The treatment probe 88 of the treatment apparatus 86 may be inserted into the instrument lumen 26 of the Raman spectroscopy probe 10. Alternatively, the treatment apparatus 86 may be fixed to the instrument lumen 26 of the Raman spectroscopy probe 10.



FIG. 22 shows a cross-sectional side view of an elongate assembly 200. The elongate assembly 200 includes a coaxial feed cable 202 that is connectable at its proximal end to a generator (such as generator 64) in order to convey microwave energy. The coaxial feed cable 202 comprises an inner conductor 204 and an outer conductor 206 which are separated by a dielectric material 208. The coaxial feed cable 202 is preferably low loss for microwave energy. A choke (not shown) may be provided on the coaxial feed cable 202 to inhibit back propagation of microwave energy reflected from the distal end and therefore limit backward heating along the device. The coaxial feed cable 202 further includes a flexible outer sheath 210 disposed around the outer conductor 206 to protect the coaxial feed cable 204. The outer sheath 210 may be made of an insulating material to electrically isolate the outer conductor 206 from its surroundings. The outer sheath 210 as well as the outer sheath 22 may be made of, or coated with, a non-stick material such as PTFE to reduce friction.

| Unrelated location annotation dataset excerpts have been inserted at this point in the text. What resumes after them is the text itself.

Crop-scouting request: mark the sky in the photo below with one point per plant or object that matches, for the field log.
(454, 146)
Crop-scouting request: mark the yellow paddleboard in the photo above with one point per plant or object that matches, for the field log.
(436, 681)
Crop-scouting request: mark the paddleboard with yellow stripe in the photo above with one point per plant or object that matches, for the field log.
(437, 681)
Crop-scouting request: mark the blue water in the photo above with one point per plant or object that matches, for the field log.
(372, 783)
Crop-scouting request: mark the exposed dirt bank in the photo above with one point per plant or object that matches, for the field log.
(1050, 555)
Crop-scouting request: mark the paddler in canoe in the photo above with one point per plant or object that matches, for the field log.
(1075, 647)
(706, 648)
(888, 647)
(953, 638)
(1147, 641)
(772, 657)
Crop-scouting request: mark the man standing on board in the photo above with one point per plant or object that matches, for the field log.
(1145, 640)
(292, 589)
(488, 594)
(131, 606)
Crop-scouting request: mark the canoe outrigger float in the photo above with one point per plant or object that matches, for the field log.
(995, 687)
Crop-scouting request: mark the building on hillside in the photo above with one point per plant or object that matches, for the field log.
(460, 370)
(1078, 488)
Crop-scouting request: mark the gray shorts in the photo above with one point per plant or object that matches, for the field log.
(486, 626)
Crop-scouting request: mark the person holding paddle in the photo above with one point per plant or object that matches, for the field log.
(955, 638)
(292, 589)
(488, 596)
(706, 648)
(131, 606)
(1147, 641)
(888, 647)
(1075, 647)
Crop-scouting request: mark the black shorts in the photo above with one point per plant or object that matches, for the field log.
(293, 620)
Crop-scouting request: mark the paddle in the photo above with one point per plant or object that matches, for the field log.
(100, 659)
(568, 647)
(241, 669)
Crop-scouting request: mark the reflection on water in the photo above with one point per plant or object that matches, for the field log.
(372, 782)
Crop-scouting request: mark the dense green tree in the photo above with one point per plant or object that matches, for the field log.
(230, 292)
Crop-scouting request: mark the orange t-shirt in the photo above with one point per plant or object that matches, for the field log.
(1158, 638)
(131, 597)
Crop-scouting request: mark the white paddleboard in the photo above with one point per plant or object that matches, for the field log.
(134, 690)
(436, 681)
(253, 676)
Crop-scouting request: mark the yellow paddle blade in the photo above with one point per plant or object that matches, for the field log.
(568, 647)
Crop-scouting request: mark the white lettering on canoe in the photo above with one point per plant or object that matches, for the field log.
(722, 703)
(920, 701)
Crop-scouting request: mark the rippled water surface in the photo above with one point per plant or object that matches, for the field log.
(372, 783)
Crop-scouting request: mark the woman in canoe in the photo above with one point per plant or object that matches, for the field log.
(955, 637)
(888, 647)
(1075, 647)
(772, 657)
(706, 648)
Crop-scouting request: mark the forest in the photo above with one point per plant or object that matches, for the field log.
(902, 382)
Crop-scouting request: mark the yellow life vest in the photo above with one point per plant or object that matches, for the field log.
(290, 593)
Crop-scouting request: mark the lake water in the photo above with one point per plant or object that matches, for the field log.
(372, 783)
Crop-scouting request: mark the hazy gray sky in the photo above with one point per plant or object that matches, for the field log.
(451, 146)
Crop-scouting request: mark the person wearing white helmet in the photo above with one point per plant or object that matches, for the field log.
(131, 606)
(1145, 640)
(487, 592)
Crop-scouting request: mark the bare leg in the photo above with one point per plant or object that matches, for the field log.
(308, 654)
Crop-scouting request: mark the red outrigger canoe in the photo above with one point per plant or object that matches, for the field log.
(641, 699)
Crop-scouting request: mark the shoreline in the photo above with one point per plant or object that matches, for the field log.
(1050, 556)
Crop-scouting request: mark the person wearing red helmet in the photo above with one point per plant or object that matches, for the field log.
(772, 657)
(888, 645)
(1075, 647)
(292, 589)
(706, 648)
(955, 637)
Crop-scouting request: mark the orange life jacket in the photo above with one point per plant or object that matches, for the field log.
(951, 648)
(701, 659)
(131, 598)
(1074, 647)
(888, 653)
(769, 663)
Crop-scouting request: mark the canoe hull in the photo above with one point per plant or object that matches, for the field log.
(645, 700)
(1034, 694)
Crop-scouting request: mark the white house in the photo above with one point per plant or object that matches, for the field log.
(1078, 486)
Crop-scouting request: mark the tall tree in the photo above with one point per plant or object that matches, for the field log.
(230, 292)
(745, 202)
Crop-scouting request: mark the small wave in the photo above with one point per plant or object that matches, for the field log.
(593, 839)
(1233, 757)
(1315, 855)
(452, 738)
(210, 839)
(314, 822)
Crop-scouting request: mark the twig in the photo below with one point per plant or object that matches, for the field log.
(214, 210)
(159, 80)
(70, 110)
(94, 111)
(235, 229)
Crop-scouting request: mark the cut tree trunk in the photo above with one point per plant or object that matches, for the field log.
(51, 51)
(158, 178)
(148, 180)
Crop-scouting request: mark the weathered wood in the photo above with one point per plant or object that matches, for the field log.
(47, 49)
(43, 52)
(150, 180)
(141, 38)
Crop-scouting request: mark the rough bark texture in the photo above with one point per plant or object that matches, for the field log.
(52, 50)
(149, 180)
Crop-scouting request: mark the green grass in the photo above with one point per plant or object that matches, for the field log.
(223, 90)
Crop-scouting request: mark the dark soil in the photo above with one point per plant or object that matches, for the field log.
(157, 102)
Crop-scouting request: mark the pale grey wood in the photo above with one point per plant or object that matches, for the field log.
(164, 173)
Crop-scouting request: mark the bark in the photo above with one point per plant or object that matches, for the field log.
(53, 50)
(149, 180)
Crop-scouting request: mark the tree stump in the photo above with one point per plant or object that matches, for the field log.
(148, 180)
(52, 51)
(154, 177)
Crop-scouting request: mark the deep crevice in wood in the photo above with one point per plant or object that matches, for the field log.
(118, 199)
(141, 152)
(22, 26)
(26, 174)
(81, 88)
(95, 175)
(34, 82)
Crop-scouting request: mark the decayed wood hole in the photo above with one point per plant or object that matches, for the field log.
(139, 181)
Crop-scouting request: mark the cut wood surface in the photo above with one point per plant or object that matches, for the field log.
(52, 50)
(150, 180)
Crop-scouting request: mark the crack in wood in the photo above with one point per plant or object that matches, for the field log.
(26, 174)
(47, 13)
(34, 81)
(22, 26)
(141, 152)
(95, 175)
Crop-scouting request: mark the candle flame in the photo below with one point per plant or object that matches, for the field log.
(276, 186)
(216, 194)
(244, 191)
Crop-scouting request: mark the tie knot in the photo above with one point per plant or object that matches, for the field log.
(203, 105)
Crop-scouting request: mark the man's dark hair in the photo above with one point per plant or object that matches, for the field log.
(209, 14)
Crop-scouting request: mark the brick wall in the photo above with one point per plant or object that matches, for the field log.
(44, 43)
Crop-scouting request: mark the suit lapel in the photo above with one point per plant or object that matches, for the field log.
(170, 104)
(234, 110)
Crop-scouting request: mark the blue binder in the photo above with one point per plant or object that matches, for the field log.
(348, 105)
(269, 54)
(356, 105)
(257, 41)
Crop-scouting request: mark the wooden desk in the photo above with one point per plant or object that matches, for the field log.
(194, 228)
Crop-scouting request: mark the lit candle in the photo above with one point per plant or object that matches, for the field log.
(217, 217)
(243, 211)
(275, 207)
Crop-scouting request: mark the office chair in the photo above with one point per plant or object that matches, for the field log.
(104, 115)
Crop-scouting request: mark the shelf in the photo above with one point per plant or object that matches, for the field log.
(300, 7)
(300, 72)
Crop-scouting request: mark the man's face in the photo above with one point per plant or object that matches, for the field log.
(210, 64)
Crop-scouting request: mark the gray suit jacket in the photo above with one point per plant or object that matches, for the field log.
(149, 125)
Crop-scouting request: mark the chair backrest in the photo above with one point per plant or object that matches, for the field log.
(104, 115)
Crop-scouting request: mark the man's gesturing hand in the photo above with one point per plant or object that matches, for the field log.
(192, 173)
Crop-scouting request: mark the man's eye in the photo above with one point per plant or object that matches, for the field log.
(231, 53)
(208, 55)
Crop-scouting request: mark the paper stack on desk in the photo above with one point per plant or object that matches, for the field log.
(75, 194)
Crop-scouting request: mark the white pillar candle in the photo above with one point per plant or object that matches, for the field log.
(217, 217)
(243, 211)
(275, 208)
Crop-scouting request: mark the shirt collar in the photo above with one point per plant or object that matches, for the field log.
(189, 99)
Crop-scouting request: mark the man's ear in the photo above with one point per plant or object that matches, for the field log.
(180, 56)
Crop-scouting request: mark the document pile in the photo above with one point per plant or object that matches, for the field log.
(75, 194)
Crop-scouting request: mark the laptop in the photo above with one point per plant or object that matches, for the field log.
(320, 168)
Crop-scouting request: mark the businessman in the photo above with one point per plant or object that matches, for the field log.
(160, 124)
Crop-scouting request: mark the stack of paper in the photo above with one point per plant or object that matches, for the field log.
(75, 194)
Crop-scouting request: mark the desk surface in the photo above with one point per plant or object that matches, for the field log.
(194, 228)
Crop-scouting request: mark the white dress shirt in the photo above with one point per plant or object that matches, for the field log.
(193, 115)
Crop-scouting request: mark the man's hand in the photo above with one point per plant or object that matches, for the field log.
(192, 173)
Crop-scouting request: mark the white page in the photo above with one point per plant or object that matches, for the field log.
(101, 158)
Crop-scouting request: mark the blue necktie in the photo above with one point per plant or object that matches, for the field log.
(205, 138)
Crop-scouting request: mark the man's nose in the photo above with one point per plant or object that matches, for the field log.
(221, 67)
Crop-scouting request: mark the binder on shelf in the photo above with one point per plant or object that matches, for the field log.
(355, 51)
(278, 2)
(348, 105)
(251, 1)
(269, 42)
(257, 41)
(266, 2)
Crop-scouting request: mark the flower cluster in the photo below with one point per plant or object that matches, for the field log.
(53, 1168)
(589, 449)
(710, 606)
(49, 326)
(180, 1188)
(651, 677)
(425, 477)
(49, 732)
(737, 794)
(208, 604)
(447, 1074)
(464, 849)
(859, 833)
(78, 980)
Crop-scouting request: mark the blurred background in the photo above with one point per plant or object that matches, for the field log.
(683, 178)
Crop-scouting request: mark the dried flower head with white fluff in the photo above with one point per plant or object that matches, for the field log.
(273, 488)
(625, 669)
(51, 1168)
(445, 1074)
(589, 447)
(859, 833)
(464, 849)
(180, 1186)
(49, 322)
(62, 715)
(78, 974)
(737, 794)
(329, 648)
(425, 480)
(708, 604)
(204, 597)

A radiating tip 212 is formed at the distal end 214 of the coaxial feed cable 202. The dashed line 215 in FIG. 22 illustrates an interface between the coaxial feed cable 202 and the radiating tip 212. The radiating tip 212 is arranged to receive microwave energy conveyed by the coaxial feed cable 202, and deliver the energy into biological tissue, for example at the target site. The outer conductor 206 of the coaxial feed cable 202 terminates at the distal end 214 of the coaxial feed cable 202, i.e. the outer conductor 206 does not extend into the radiating tip 212. The radiating tip 212 includes a distal portion 216 of the inner conductor 204 which extends beyond the distal end of the coaxial feed cable 202. In particular, the distal portion 216 of the inner conductor 204 extends beyond a distal end of the outer conductor 206.


The inner conductor 204 of the coaxial feed cable 202 and the inner conductor 216 of the radiating tip 212 are hollow to form a passageway 217 into which the elongate instrument 32 may be inserted. The inner diameter of the passageway 217 may be 1.8 mm to 2.0 mm, while the outer diameter of the elongate instrument 32 is slightly smaller to allow for a clearance gap.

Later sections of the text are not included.